Once again, she leaves me astonished. Sometimes I wonder if this is just the innocence of a child. What's even stranger is that a part of me doesn't feel angry when Francine says that. There was a time when I truly thought about what it would be like if Francine were my child and Andermis were the father. But the truth remains, I cannot change the reality of my own affection. I shake my head, using my index finger to gently tap her tiny lips, and say softly:
"No, you can't, my dear. You already have a pa-pa, you can't say that!"
"Yes, mummy," she nods.
"Alright, now Francine, say goodbye to your uncle and go to your room!"
I let her down to bid farewell to Andermis, then I walk with Anna to our room. The two of us adults stand there, watching our child ascend the stairs, feeling younger ourselves by a few years. Andermis lets out a faint laughter and then turns away. I look in his direction, a sense of regret surges within me. I step forward, calling out his name subconsciously, but it comes out as a whisper. Andermis stops in his tracks, somewhat reluctant, but then turns back. I speak hesitantly:
"Are you leaving already?"
"No, I will return to my unit tomorrow," Andermis replies politely.
"Why so soon?" I ask, a face filled with regret.
"I'm just taking my brother home, then I still have duties to attend to," he answers with formality. "Besides, there's nothing here that holds me back."
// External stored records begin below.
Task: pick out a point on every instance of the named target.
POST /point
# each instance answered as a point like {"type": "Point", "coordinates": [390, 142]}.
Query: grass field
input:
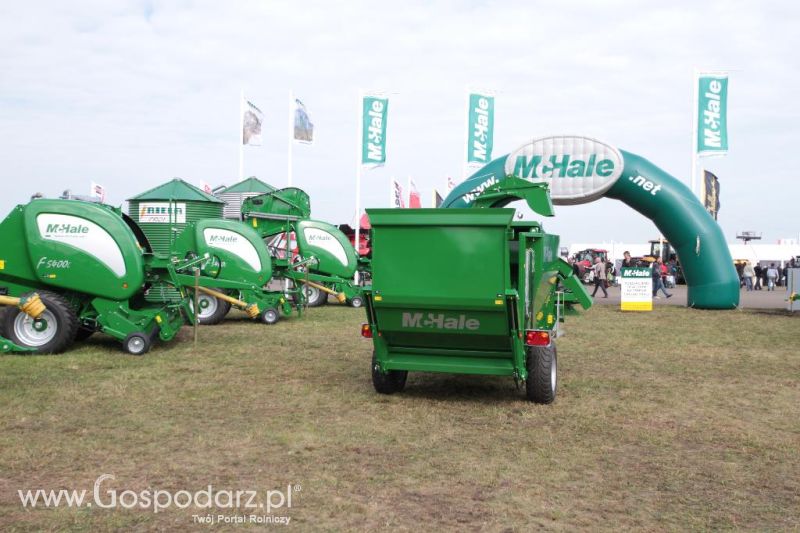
{"type": "Point", "coordinates": [676, 419]}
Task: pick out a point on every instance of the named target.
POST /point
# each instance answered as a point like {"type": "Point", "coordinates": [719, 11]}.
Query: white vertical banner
{"type": "Point", "coordinates": [291, 140]}
{"type": "Point", "coordinates": [709, 117]}
{"type": "Point", "coordinates": [301, 129]}
{"type": "Point", "coordinates": [414, 198]}
{"type": "Point", "coordinates": [396, 196]}
{"type": "Point", "coordinates": [250, 121]}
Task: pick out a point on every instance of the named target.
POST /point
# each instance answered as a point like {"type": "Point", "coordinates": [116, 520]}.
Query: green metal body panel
{"type": "Point", "coordinates": [277, 211]}
{"type": "Point", "coordinates": [677, 213]}
{"type": "Point", "coordinates": [242, 264]}
{"type": "Point", "coordinates": [7, 346]}
{"type": "Point", "coordinates": [164, 211]}
{"type": "Point", "coordinates": [287, 211]}
{"type": "Point", "coordinates": [162, 235]}
{"type": "Point", "coordinates": [87, 253]}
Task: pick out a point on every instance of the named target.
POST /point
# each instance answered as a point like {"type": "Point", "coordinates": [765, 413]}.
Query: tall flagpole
{"type": "Point", "coordinates": [695, 83]}
{"type": "Point", "coordinates": [359, 142]}
{"type": "Point", "coordinates": [241, 135]}
{"type": "Point", "coordinates": [291, 134]}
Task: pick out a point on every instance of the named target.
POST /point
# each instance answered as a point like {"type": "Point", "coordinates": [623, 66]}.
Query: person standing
{"type": "Point", "coordinates": [599, 276]}
{"type": "Point", "coordinates": [658, 281]}
{"type": "Point", "coordinates": [772, 275]}
{"type": "Point", "coordinates": [758, 273]}
{"type": "Point", "coordinates": [748, 272]}
{"type": "Point", "coordinates": [627, 262]}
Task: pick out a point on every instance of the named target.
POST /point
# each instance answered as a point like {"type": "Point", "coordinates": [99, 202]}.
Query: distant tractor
{"type": "Point", "coordinates": [584, 260]}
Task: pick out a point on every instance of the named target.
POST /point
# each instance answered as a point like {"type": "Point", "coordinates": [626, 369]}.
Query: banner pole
{"type": "Point", "coordinates": [291, 136]}
{"type": "Point", "coordinates": [241, 133]}
{"type": "Point", "coordinates": [465, 161]}
{"type": "Point", "coordinates": [359, 142]}
{"type": "Point", "coordinates": [695, 83]}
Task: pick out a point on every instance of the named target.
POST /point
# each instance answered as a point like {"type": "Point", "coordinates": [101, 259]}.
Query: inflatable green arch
{"type": "Point", "coordinates": [581, 169]}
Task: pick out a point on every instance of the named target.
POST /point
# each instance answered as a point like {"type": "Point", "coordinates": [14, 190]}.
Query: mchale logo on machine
{"type": "Point", "coordinates": [440, 321]}
{"type": "Point", "coordinates": [216, 239]}
{"type": "Point", "coordinates": [62, 229]}
{"type": "Point", "coordinates": [578, 169]}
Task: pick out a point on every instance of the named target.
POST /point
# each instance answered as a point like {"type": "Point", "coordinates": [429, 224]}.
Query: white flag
{"type": "Point", "coordinates": [251, 124]}
{"type": "Point", "coordinates": [97, 191]}
{"type": "Point", "coordinates": [397, 199]}
{"type": "Point", "coordinates": [303, 127]}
As he finishes speaking, he nods farewell and turns away. A glimmer of hope suddenly flickers when he says that. I know that he still cares about me, that this image is still alive within his mind. I summon all my courage to interrogate:
"How do you know there's nothing left?"
Andermis turns back to look at me, and his figure freezes for a moment. I hold my breath, waiting for his answer. But as I wait, and wait, and wait, the only response I receive is a meaningless smile from him. Andermis silently turns back and returns to his room without saying anything. He doesn't bother to look at me. In fact, the previous Andermis would have immediately noticed the wounds on my body, but now, he shows no signs of care or concern, as if I mean nothing at all. However, despite his coldness and indifference, I still believe that things are not that simple. I stubbornly cling to a small ray of hope for my love, for him. I can't easily discard it as I did before. Faith, Enzo, family, or this marriage—I underestimate and overlook them too lightly, and I have no intention of repeating that in this matter. I love Andermis, and I’ll fight for it!